Google Keeps Trying with Google+

Posted on January 17, 2017 by Paul Thurrott in Cloud, Social with 17 Comments

Google Keeps Trying with Google+

While Google+ is about as relevant as MySpace or Apple Ping for most people, the search giant hasn’t given up. And this week, it’s updated its social networking service three useful new features.

“For the past few years, we’ve been doing a lot of listening on the Google+ team, and we’ve learned a lot,” Google’s Danielle Buckley writes. “Listening to your feedback inspired us to introduce a new Google+ focused on helping you connect around shared interests a little over a year ago. Your feedback led us to launch more than 50 updates across Android, iOS and web to ensure the new experience serves you even better than the previous one.”

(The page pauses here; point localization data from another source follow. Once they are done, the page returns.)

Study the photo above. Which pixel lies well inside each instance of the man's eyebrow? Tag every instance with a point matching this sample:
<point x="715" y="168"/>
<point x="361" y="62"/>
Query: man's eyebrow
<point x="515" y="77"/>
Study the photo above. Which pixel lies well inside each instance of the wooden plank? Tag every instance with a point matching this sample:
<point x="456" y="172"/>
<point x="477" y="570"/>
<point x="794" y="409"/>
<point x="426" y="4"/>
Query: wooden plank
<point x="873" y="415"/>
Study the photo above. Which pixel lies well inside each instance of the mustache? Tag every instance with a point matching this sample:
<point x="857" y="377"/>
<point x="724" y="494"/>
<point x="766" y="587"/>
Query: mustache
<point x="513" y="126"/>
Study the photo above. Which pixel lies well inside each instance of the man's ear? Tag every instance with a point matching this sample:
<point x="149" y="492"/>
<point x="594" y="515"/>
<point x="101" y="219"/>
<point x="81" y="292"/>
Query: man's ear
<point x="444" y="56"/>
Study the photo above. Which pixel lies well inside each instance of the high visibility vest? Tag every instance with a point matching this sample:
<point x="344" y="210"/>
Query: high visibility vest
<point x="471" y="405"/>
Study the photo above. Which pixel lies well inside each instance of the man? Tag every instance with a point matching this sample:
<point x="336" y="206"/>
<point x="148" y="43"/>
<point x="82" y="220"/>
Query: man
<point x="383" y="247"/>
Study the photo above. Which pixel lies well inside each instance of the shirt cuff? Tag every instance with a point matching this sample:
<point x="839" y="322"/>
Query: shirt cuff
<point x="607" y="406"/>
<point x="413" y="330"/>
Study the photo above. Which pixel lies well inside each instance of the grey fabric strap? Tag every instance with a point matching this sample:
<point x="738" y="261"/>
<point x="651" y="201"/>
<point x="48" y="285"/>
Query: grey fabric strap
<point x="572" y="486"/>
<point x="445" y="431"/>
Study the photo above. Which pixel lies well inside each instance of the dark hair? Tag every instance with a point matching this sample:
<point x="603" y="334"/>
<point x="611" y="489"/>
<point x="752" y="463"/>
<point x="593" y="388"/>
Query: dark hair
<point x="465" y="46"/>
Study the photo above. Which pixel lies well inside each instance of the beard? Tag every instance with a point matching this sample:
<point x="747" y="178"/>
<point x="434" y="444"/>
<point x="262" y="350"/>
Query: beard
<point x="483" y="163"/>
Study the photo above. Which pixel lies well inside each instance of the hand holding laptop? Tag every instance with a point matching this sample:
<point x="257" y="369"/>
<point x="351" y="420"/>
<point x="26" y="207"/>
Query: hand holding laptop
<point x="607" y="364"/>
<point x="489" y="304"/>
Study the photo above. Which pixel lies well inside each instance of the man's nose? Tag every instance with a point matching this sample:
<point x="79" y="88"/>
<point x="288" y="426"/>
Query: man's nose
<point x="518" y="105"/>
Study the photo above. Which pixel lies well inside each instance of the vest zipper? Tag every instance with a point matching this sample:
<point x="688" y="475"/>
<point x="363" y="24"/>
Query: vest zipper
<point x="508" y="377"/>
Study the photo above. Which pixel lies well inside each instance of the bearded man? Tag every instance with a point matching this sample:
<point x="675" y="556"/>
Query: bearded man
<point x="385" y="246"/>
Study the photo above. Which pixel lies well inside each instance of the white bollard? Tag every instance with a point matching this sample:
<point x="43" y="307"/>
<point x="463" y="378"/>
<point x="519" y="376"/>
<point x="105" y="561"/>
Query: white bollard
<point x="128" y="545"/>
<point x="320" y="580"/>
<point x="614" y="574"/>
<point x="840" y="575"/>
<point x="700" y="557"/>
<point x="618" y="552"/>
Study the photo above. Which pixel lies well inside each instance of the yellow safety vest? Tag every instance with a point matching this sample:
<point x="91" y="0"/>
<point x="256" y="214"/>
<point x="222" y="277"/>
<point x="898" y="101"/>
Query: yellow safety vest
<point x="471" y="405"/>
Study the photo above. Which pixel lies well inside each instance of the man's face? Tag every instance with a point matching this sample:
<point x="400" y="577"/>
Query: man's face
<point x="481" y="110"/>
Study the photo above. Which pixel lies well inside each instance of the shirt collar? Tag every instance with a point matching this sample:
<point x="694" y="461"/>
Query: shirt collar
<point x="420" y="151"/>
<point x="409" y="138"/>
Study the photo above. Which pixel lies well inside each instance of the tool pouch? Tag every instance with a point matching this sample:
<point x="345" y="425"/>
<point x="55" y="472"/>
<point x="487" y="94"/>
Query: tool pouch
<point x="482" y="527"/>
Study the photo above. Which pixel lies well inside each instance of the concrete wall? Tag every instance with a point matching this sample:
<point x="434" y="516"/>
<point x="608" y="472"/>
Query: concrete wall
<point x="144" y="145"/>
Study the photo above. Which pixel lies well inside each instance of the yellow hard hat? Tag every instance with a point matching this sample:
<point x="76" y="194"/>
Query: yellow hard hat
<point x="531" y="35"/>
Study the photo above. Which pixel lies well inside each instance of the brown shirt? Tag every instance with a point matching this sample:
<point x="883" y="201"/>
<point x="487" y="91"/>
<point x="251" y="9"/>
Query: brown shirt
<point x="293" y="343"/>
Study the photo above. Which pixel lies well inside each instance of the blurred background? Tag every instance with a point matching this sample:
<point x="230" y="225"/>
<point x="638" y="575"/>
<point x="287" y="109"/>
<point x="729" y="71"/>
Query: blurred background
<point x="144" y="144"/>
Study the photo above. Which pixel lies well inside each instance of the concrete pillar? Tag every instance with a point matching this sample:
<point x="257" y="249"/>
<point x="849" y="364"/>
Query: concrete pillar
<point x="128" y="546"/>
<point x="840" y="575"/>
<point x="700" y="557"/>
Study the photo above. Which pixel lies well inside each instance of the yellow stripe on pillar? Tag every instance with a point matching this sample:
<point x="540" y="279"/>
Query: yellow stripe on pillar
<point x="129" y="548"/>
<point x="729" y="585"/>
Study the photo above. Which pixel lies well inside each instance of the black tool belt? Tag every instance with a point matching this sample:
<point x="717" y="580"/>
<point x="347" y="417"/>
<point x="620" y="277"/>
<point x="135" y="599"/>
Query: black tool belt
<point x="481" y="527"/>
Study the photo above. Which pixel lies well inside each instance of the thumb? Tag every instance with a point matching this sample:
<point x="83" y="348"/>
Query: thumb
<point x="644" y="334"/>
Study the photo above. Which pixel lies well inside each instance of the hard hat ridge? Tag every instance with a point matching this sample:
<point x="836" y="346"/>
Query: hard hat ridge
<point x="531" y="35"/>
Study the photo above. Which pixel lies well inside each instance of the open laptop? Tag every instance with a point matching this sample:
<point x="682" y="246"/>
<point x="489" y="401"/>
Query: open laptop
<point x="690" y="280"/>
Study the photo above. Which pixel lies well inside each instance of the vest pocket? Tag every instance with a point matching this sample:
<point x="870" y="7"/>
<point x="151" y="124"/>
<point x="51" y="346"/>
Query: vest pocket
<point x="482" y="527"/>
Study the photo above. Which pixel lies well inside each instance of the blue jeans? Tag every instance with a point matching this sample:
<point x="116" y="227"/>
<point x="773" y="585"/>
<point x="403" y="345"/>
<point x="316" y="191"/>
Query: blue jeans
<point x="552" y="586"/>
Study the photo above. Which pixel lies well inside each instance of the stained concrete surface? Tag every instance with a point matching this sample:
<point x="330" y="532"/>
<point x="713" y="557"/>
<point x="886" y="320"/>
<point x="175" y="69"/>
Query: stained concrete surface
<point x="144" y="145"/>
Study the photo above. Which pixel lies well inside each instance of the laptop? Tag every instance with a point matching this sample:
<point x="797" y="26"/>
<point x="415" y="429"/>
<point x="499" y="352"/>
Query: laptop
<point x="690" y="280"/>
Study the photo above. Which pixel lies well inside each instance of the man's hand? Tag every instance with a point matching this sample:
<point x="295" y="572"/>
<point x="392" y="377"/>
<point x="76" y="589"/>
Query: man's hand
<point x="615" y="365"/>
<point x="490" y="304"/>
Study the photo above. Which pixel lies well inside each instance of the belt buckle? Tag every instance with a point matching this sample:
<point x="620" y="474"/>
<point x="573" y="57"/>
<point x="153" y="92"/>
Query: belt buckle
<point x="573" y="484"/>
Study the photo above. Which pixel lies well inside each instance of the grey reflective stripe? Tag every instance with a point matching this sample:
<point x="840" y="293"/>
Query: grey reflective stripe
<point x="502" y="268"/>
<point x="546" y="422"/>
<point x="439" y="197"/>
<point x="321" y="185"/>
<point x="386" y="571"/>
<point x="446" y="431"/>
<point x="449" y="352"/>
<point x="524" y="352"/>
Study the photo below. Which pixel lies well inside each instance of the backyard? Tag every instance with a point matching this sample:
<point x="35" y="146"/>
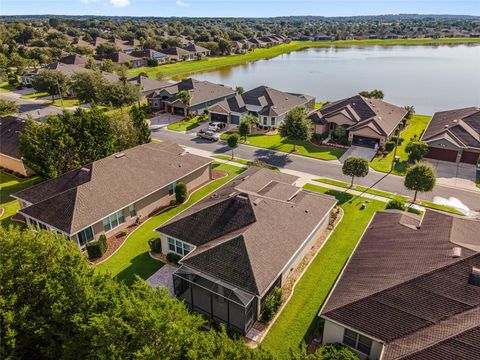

That “new” Google+ debuted in late 2015 and was part of a big change that actually impacted me, as the firm split Google Photos out of Google+ and turned it into something special that I now use and recommend.

Since then, Google has rolled out tons of additional new features for Google+, and has added the service to the G Suite (formerly Google Apps) family of business offerings. But today, Google is announcing two new features for Google+:

Low-quality comments are now hidden by default. Low-quality comments—or “typical tweets” as we call them on Twitter—are now hidden by default. This means you no longer need to deal with the noise. Unless you want to, of course.

Optimized for different screen sizes. It’s not entirely clear what changed here—again, I don’t actually use Google+—but the layout has been updated to accommodate different screen sizes, provide more white space, and let you zoom into photos.

Events. Previously removed, the Events feature is making a comeback starting on January 24. “You’ll be able to create and join events on Google+ web as you have in the past,” Buckley says. “Please note that Events will not be available for G Suite at this time.”

Why so dismissive, you ask?

Google+ is the least successful of the modern social networking services, with about 111 million active users, a far cry from the billions who use Google’s other services. By comparison, Twitter has 313 million users, and Facebook has 1.8 billion. Even LinkedIn boasts 106 million users, and that service is only for businesses and those seeking employment.

Basically, I’m glad they keep trying. And you never know. But for now I don’t really see the point.